TRÍPOLI - Apesar de ter perdido o apoio de militares e importantes membros do governo - dentro e fora da Líbia - e da crescente condenação internacional pela forma que vem reprimindo as manifestações populares, o ditador Muamar Kadafi continua, ao menos publicamente, ignorando a crise. Em comparecimento de cerca de 20 segundos na TV estatal, se limitou a desmentir os rumores de que teria fugido da Líbia e deixou uma mensagem curta e direta: a de que continua no poder.
- Eu estou em Trípoli, não na Venezuela. Não acreditem nesses canais que pertencem a cachorros vira-latas -disse Kadafi, segundo a TV árabe al-Jazeera, em seu primeiro pronunciamento sobre a situação na Líbia desde início dos protestos, há seis dias.
- Eu queria dizer alguma coisa aos jovens na Praça Verde (em Trípoli) e ficar acordado com eles até tarde, mas começou a chover. Graças a Deus, isso é uma boa coisa - completou o ditador, segurando um guarda-chuva.
Os protestos contra o mais longevo ditador do mundo árabe, no poder há mais de quatro décadas, tiveram nesta segunda-feira, dia em que realmente chegaram a Trípoli, seu momento mais violento.

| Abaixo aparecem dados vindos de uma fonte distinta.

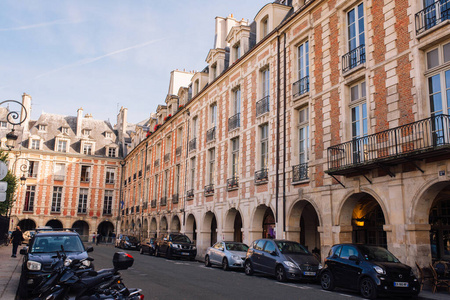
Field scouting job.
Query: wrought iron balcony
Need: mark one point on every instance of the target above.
(354, 58)
(209, 189)
(262, 106)
(193, 144)
(190, 194)
(234, 122)
(211, 134)
(300, 172)
(300, 87)
(232, 183)
(261, 176)
(175, 198)
(432, 15)
(166, 157)
(418, 140)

Testemunhas relataram que aviões e helicópteros abriram fogo contra manifestantes, numa ação que teria deixado mais de 60 mortos só na capital.
Saif al-Islam, filho de Kadafi, disse que os ataques aéreos tinham como alvo depósitos de munições e não áreas povoadas de Benghazi - epicentro dos protestos e segunda maior cidade do país - e Trípoli. A ONG Human Rights Watch diz que pelo menos 223 pessoas morreram em cinco dias de violência, mas grupos de oposição garantem que a cifra é muito maior.

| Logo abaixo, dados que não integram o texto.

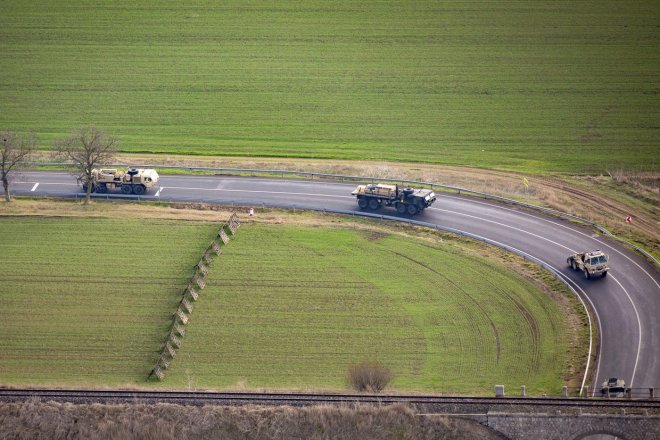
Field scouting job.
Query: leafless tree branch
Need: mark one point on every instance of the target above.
(13, 150)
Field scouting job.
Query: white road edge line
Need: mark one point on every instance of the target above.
(586, 310)
(262, 192)
(639, 327)
(570, 229)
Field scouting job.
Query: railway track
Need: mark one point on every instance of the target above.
(447, 405)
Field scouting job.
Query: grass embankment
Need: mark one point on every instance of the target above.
(54, 421)
(86, 302)
(528, 86)
(293, 302)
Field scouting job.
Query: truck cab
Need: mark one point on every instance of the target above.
(592, 264)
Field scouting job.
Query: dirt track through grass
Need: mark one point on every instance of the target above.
(293, 302)
(295, 306)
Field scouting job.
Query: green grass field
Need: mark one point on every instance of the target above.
(88, 302)
(294, 307)
(557, 86)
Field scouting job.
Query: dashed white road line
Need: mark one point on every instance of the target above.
(262, 192)
(595, 238)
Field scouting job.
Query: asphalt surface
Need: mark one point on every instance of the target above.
(626, 303)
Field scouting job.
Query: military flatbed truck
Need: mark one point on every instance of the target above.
(407, 200)
(592, 264)
(133, 181)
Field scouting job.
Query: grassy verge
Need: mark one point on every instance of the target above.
(51, 420)
(606, 199)
(293, 302)
(527, 86)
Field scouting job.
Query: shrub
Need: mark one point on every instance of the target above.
(369, 376)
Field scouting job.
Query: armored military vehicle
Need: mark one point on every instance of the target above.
(592, 264)
(613, 387)
(133, 181)
(407, 200)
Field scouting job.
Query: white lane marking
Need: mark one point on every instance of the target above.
(586, 310)
(567, 280)
(639, 322)
(52, 183)
(639, 328)
(261, 192)
(565, 227)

Os números e as informações carecem de confirmação oficial ou independente, uma vez que o regime líbio proíbe a atuação da imprensa no país. O governo cortou as linhas de telefone e, pela falta de fotógrafos no local, jornalistas vêm dependendo de fotos de autoria desconhecida para relatar os protestos. Aparentemente, os manifestantes assumiram o controle de várias cidades no leste do país, perto do Egito. Na fronteira, as Forças Armadas egípcias disseram que os guardas da Líbia se retiraram e que agora a divisa é controlada por "comitês do povo", que decidem que entra e sai do país.

Isolamento

O isolamento de Kadafi ganhou força logo no início da segunda-feira, quando embaixadores líbios na Índia, na China e na Liga Árabe deixaram o cargo em protesto à ofensiva do governo. O ministro da Justiça, Mustafa Mohamed Abud al-Jeleil, também renunciou em protesto ao "uso excessivo de violência".

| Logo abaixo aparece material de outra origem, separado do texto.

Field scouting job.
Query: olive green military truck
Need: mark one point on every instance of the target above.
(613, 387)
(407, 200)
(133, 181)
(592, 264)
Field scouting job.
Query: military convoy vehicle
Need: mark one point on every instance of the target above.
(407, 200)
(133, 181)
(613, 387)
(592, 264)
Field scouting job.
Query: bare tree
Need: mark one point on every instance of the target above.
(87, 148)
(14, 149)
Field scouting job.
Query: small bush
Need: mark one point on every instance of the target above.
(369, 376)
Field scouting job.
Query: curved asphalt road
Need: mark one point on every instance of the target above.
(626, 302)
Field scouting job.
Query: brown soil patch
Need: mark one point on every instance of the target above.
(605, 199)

Na ONU, a rejeição às ações do regime foram ainda mais firme. O vice-embaixador líbio no organismo, LIbrahim Dabbashi, recomendou publicamente a renúncia do ditador, que segundo ele "declarou guerra ao povo" e está cometendo um "genocídio".
Dia al-Hotmani, porta-voz da missão líbia na ONU, disse que os diplomatas líbios "estão apenas com o povo", e não com Kadafi.
Entre os militares, o ditador líbio também perdeu apoio. Um grupo de oficiais do Exército divulgou um comunicado pedindo que seus companheiros "se juntem ao povo" e ajudem a derrubar Kadafi, segundoa rede árabe al-Jazeera. Dois coronéis da Força Aérea chegaram a fugir com seus caça para Malta, após se recusarem a cumprir a ordem de bombardear manifestantes.

Condenação internacional

Diversos governos estrangeiros condenaram a repressão aos manifestantes, que agem sob inspiração das recentes revoltas populares nos vizinhos Egito e Tunísia.
Em uma conversa por telefone, o secretário-geral da ONU, Ban Ki-moon, deixou clara sua "profunda preocupação com o aumento crescente da violência" e pediu o fim imediato dos confrontos.
O ministro das Relações Exteriores, Antonio Patriota, condenou a repressão a manifestantes na Líbia e disse que um avião com brasileiros está aguardando autorização para deixar a cidade de Benghazi.
O premier britânico, David Cameron, e o presidente da França, Nicolas Sarkozy, condenara, de forma firme a reação do governo Kadafi, assim como a secretária de Estado americana, Hillary Clinton, que classificou as ações como um "banho de sangue inaceitável".